Les Lions de l’Atlas ont montré une voie, celle de la capacité des peuples à se frayer leur propre chemin

Comme pour les troupes, le moral est (l’inépuisable) source d’énergie de toute volonté collective. La sélection nationale est arrivée, contre toute attente, en quatrième place de la compétition, suscitant non seulement la joie des Marocains des fins fonds du Rif aux lignes de défense tenues par les Forces armées royales, mais surtout le respect des nations, de la Malaisie aux États-Unis, de la Palestine au Sénégal. Même les régimes les plus aigris et rongés par une animosité à l’égard du Maroc n’ont pas été suivis par des pans entiers de leurs populations.

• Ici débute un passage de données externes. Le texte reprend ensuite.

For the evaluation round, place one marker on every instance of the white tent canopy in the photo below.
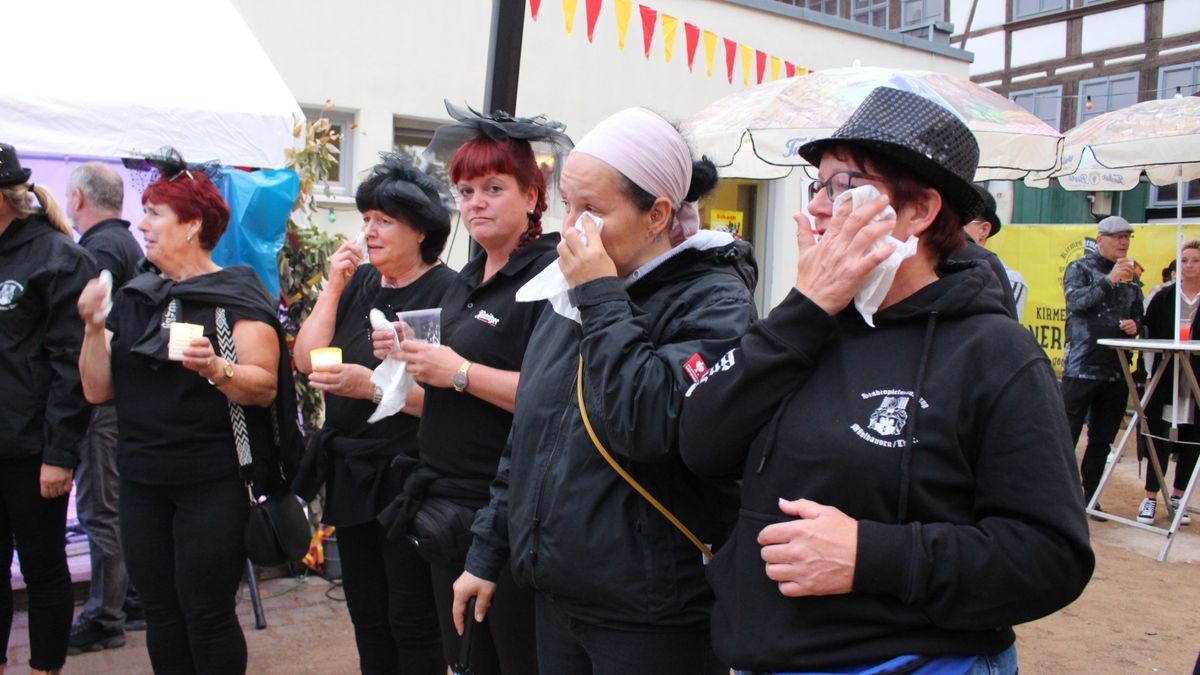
(114, 79)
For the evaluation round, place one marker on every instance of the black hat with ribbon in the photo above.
(917, 133)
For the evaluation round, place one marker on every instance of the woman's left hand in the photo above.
(348, 380)
(431, 364)
(814, 555)
(55, 481)
(582, 263)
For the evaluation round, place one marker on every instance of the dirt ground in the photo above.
(1137, 615)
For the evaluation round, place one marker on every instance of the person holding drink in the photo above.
(1103, 300)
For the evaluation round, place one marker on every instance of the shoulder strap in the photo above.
(237, 416)
(633, 482)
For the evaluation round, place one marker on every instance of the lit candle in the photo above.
(181, 335)
(324, 357)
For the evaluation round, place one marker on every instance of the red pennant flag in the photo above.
(691, 31)
(593, 9)
(648, 18)
(731, 53)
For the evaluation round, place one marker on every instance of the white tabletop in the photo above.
(1151, 345)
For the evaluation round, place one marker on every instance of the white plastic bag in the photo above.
(877, 284)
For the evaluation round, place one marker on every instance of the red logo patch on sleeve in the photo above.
(695, 368)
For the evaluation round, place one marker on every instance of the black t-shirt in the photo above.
(173, 426)
(461, 435)
(357, 496)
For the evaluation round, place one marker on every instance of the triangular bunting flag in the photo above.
(670, 27)
(731, 54)
(624, 9)
(593, 12)
(747, 53)
(569, 13)
(691, 34)
(709, 51)
(648, 18)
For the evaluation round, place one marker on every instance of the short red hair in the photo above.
(485, 156)
(192, 196)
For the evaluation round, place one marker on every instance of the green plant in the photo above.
(304, 260)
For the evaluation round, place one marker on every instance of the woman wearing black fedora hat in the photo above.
(904, 501)
(43, 411)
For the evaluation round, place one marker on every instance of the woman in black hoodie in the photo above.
(909, 489)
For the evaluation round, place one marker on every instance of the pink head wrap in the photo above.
(646, 149)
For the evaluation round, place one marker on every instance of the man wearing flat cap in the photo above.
(1103, 300)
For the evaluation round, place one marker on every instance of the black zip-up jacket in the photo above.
(941, 431)
(575, 529)
(41, 275)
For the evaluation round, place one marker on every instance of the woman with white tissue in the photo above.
(363, 465)
(909, 491)
(618, 586)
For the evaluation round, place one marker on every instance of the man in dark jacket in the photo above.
(1103, 300)
(95, 195)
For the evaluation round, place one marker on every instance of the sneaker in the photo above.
(88, 635)
(1176, 506)
(1146, 512)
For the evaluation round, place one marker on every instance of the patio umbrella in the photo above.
(1110, 151)
(756, 132)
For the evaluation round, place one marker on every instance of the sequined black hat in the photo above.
(919, 135)
(10, 167)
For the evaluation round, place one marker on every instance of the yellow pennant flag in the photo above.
(624, 9)
(709, 51)
(569, 13)
(747, 57)
(670, 25)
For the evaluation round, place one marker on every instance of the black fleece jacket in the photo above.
(575, 529)
(942, 431)
(41, 275)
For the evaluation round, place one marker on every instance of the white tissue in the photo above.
(879, 281)
(390, 376)
(106, 282)
(551, 285)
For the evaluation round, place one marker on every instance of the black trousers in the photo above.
(504, 644)
(184, 553)
(40, 530)
(390, 596)
(1102, 404)
(569, 646)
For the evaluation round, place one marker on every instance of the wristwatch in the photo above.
(228, 372)
(460, 378)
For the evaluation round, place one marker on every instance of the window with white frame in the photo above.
(1182, 79)
(1103, 94)
(1044, 102)
(870, 12)
(913, 12)
(341, 174)
(1023, 9)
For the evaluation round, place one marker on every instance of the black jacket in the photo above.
(575, 529)
(41, 275)
(941, 431)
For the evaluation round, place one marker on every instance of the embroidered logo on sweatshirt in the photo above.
(9, 292)
(487, 317)
(885, 425)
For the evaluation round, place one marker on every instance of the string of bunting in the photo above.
(756, 64)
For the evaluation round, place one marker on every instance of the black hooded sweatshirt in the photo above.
(942, 431)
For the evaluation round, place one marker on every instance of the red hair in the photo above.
(485, 156)
(192, 196)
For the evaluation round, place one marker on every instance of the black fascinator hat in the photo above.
(406, 192)
(471, 124)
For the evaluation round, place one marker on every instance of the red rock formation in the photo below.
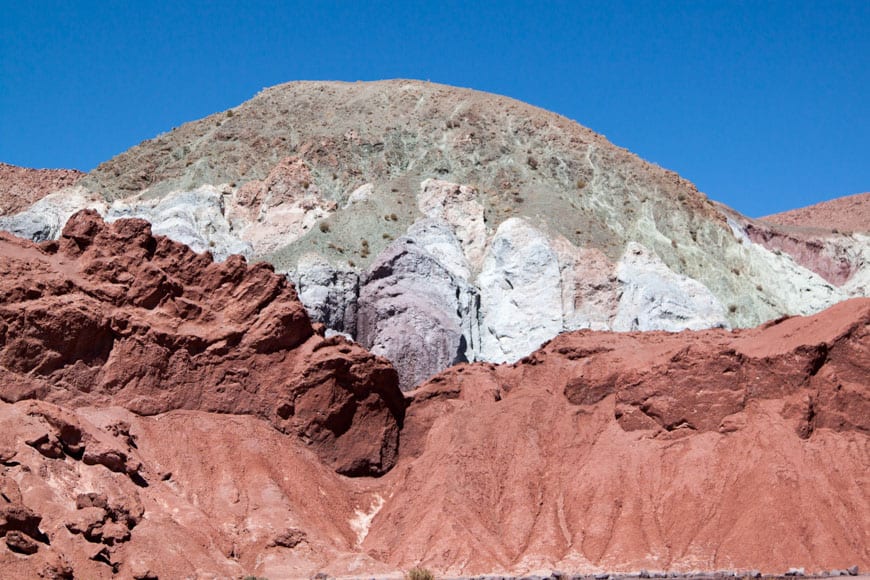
(20, 187)
(601, 452)
(691, 451)
(849, 213)
(111, 315)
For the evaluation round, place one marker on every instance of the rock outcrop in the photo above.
(320, 179)
(415, 310)
(601, 453)
(21, 187)
(712, 450)
(846, 214)
(113, 315)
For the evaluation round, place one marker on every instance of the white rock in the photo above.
(195, 218)
(520, 293)
(329, 293)
(45, 219)
(413, 310)
(590, 290)
(457, 205)
(656, 298)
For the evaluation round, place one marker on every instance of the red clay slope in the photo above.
(692, 451)
(21, 187)
(848, 214)
(601, 452)
(111, 315)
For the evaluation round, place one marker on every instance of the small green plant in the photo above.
(419, 573)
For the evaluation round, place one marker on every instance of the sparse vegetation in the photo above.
(419, 573)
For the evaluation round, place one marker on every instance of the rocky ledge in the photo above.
(113, 315)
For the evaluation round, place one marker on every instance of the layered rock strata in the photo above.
(602, 453)
(542, 225)
(113, 315)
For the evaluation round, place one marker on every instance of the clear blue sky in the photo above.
(764, 105)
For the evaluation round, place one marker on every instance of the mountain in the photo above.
(20, 187)
(849, 213)
(165, 416)
(436, 225)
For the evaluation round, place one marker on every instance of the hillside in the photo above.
(164, 416)
(437, 225)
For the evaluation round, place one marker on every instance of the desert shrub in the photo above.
(418, 573)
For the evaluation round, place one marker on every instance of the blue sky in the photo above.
(764, 105)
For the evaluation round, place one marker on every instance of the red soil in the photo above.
(20, 187)
(847, 214)
(692, 451)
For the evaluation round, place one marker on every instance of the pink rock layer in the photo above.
(165, 443)
(846, 214)
(21, 187)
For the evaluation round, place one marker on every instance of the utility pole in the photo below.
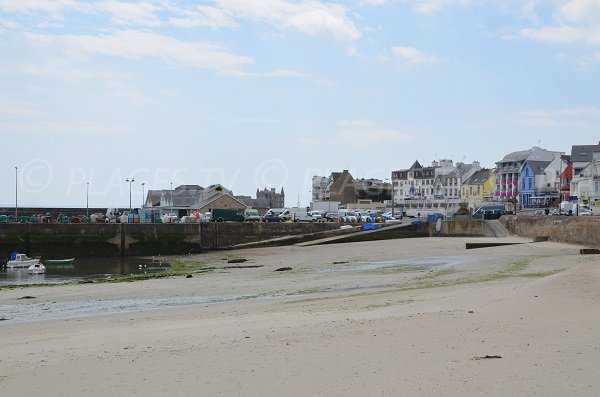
(87, 199)
(130, 181)
(16, 194)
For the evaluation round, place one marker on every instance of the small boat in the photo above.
(59, 262)
(21, 261)
(37, 268)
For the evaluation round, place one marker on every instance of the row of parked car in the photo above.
(342, 215)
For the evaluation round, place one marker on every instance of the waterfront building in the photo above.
(588, 182)
(581, 158)
(185, 199)
(415, 182)
(449, 179)
(539, 183)
(566, 175)
(265, 200)
(479, 187)
(508, 170)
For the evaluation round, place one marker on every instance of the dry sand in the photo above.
(372, 325)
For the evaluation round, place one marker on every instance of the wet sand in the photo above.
(418, 317)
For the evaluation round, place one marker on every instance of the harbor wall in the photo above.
(583, 230)
(77, 240)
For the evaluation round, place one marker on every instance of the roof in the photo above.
(581, 155)
(538, 167)
(479, 178)
(535, 154)
(203, 203)
(416, 165)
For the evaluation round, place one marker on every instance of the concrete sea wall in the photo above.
(584, 230)
(77, 240)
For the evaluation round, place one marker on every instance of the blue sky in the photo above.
(268, 93)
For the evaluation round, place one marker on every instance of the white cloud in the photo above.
(275, 73)
(55, 128)
(124, 13)
(433, 6)
(47, 6)
(563, 35)
(356, 123)
(203, 16)
(360, 136)
(413, 56)
(563, 118)
(136, 44)
(584, 11)
(310, 17)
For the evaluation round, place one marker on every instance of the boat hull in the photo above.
(22, 264)
(59, 262)
(36, 269)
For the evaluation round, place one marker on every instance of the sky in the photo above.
(268, 93)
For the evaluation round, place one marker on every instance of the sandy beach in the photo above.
(415, 317)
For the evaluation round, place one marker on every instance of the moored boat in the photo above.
(37, 268)
(59, 262)
(21, 261)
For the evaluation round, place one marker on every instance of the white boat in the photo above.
(21, 261)
(38, 268)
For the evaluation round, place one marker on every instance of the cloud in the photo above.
(46, 6)
(413, 56)
(275, 73)
(359, 137)
(123, 13)
(581, 11)
(356, 123)
(57, 128)
(308, 16)
(433, 6)
(203, 16)
(563, 35)
(563, 118)
(133, 44)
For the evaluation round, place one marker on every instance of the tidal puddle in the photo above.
(84, 269)
(426, 264)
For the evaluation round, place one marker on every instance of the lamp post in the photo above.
(130, 181)
(87, 199)
(143, 195)
(16, 193)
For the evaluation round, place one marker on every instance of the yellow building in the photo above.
(480, 186)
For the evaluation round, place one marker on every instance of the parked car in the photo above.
(330, 217)
(251, 215)
(271, 218)
(363, 216)
(316, 215)
(347, 216)
(585, 212)
(226, 215)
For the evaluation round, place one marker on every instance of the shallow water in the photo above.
(84, 269)
(435, 264)
(33, 311)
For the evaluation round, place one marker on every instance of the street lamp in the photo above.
(87, 199)
(143, 195)
(16, 193)
(130, 181)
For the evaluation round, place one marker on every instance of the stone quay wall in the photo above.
(125, 239)
(583, 230)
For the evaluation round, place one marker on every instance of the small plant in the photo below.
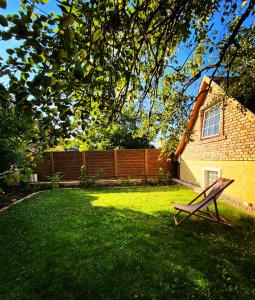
(55, 180)
(162, 179)
(127, 182)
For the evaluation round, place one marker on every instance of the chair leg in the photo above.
(216, 211)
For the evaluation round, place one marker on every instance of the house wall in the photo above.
(232, 151)
(243, 188)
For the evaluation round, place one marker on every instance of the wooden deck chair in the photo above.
(210, 194)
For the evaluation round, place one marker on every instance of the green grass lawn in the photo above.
(120, 243)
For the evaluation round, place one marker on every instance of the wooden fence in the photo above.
(112, 164)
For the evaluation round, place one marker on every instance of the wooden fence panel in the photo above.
(68, 163)
(43, 168)
(155, 161)
(100, 161)
(136, 163)
(131, 163)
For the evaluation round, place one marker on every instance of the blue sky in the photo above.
(13, 6)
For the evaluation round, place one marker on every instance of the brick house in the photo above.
(222, 143)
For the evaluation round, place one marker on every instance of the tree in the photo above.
(124, 133)
(16, 132)
(98, 57)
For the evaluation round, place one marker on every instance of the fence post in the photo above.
(52, 163)
(84, 158)
(115, 163)
(145, 163)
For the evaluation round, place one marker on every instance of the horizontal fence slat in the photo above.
(136, 163)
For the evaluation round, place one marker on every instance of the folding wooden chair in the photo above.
(211, 194)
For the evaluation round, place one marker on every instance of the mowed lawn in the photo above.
(120, 243)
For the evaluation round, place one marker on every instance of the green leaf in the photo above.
(97, 35)
(3, 3)
(6, 35)
(67, 21)
(10, 51)
(3, 21)
(78, 71)
(63, 8)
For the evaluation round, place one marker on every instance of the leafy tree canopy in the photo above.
(98, 58)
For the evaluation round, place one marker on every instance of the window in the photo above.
(211, 123)
(211, 175)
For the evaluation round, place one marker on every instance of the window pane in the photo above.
(216, 129)
(217, 109)
(211, 123)
(217, 119)
(210, 131)
(211, 177)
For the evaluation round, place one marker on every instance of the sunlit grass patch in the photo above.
(120, 243)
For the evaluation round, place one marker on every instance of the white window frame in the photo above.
(205, 178)
(212, 135)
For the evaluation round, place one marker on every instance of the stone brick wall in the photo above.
(236, 140)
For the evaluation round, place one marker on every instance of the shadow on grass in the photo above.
(60, 247)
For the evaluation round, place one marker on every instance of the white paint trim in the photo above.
(204, 112)
(205, 169)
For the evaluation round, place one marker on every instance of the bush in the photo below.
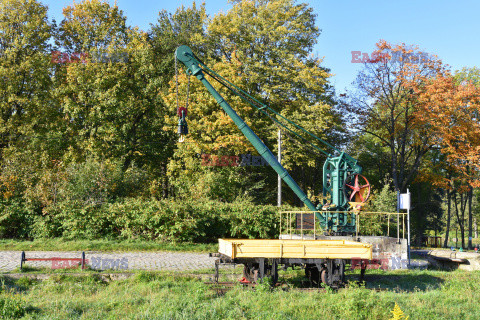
(134, 218)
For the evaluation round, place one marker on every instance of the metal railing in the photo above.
(289, 222)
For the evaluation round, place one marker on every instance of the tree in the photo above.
(279, 71)
(112, 98)
(273, 41)
(24, 71)
(385, 107)
(185, 27)
(28, 112)
(451, 107)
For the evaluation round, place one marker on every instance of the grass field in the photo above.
(419, 294)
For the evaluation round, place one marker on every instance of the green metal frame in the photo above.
(335, 171)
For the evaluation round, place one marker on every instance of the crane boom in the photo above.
(185, 55)
(341, 173)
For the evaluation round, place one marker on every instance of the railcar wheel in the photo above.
(312, 273)
(324, 276)
(250, 272)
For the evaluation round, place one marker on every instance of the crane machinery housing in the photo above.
(324, 260)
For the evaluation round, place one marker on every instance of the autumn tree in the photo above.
(273, 41)
(111, 97)
(27, 110)
(451, 108)
(383, 106)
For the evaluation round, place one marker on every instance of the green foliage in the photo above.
(139, 219)
(12, 305)
(158, 296)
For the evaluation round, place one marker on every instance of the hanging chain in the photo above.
(188, 92)
(176, 80)
(176, 86)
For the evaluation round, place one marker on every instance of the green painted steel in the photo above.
(335, 172)
(336, 168)
(184, 54)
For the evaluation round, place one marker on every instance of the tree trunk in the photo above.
(447, 233)
(460, 221)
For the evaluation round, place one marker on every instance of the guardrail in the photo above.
(305, 222)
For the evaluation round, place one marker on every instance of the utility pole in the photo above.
(279, 158)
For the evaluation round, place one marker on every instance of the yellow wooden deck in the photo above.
(303, 249)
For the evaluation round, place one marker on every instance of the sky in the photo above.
(448, 29)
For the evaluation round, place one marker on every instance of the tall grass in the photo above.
(420, 295)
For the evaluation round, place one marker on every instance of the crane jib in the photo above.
(185, 55)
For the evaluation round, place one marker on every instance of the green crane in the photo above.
(342, 182)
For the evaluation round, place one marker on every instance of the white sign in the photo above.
(405, 201)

Les Algériens ont suivi avec passion l’épopée de Walid Regragui et ses hommes au Qatar.Crédit: DR

Au fil des victoires, de vieux complexes impérialistes se fissurent, à commencer par celui selon lequel un entraîneur ou une équipe européenne seraient, par nature, supérieurs. L’hymne officiel de la Coupe du monde de la FIFA au Qatar “Dreamers”, composé par RedOne, producteur maroco-suédois, qui n’est pas né de la dernière pluie, tout comme la participation très active, mais discrète, de hauts responsables marocains de la sécurité, à leur tête le directeur général de la DGSN, Abdellatif Hammouchi, qui, lui aussi, tel un autre sélectionneur dans une autre discipline, a choisi des commissaires et des officiers chevronnés pour sécuriser des stades lors de ce Mondial de football au Qatar, témoignent de ce savoir-faire marocain qui monte en puissance et qui s’exporte bien.

Les Lions de l’Atlas ont montré une voie, celle de la capacité des peuples à se frayer leur propre chemin, à se prendre en charge, à rassembler leurs potentialités, à agir avec méthode et discipline, dans l’ordre, et à fédérer autour d’un projet de société, autour d’un idéal commun.